Through his consulting, Robert travelled the world; from Chile to China, Australia, and Thailand. It was on one of these trips that he discovered the Philippines. He was resolved to live there, to sail across the Pacific, with or without company, and make his home in what he called his paradise on earth. His great adventure, which he undertook with a single-minded determination, had its setbacks. Undaunted, in the fall of 2014, he set sail with his brother across the great unknown. In Hawaii, he found another setting that he was resolved to see more of, and after a brief stay, he again set sail; this time alone, across the Pacific. He loved everything about the Philippines. The people, he said, are warm and gracious. He took an active interest in his community and his neighbors, and coached a local soccer team. The port city of Davao, where he lived, was renowned for being one of the safest places in South East Asia. With its mild weather, friendly people and in the company of other expats, he knew that he had found his home.

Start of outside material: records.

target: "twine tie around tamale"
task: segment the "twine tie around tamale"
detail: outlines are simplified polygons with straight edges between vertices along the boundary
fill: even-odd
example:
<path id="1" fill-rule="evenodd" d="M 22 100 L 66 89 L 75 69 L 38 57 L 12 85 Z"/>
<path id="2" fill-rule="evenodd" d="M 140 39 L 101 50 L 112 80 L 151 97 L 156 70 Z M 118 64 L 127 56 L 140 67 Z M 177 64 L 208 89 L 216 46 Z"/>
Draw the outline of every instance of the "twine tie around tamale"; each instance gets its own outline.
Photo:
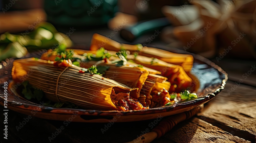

More importantly than the things he did, is the way he lived his life and the manner in which he impacted the people who knew him. He believed in right and wrong, in doing the right thing even when it was difficult or no one was watching, and in helping people who couldn’t otherwise help themselves. Robert believed in telling the truth, no matter what. He was rooted in the philosophies of responsibility, integrity, and respect. He instilled in his family that anything worth doing was worth doing right the first time, that shortcuts in life never pan out and that the question is more important than the answer. Robert believed in knowing your self-worth, and in never settling for less. He was a volunteer, a philanthropist, a coach, and a teacher. Robert Hall was a son, a brother, a father and a grandfather. He was a true friend to those he held close, and a mentor to those who needed guidance. He was friendly and open, always up for a spirited conversation about anything and everything. He lived with the idea that you only had so much time, “only so many heartbeats” as he put it, and it was important to do as much living as possible while you could.

All those who knew him were indelibly touched by his passing, and surely are seeking some sort of explanation in order to help make sense of such an unreasonable situation. Please know that the efforts taken to free Robert were vast and exhaustive. Every option was considered, every contact was sought. Ultimately, our efforts, and those of the various governmental agencies involved, weren’t enough. However; our family, even in our darkest hour, agrees wholeheartedly with Canada’s policy of not paying ransom to those who would seek to undermine the fundamental values with which my father lived his life. We stand with the ideals that built this Country; strength of character, resilience of spirit, and refusal to succumb to the demands of the wretched, in order to satisfy the bloodlust of the weak.

We will persevere.

Robert will continue to live on in our hearts and minds, in our memories, in our children, and in the very manner in which we live our lives. Don’t forget him. And don’t forget about the other families who continue to suffer through these circumstances. To the Ridsdels, the Sekkingstads and the Flors; we stand with you in your time of grief and struggle, as your loved one stood with our Robert.

Undoubtedly, there is now curiosity and interest in Robert and his life. But you’ll forgive us for staying away from the media. We ask that all media refrain from contacting any members of the family, and to please respect our privacy as we do our best to come to terms with this unspeakable tragedy.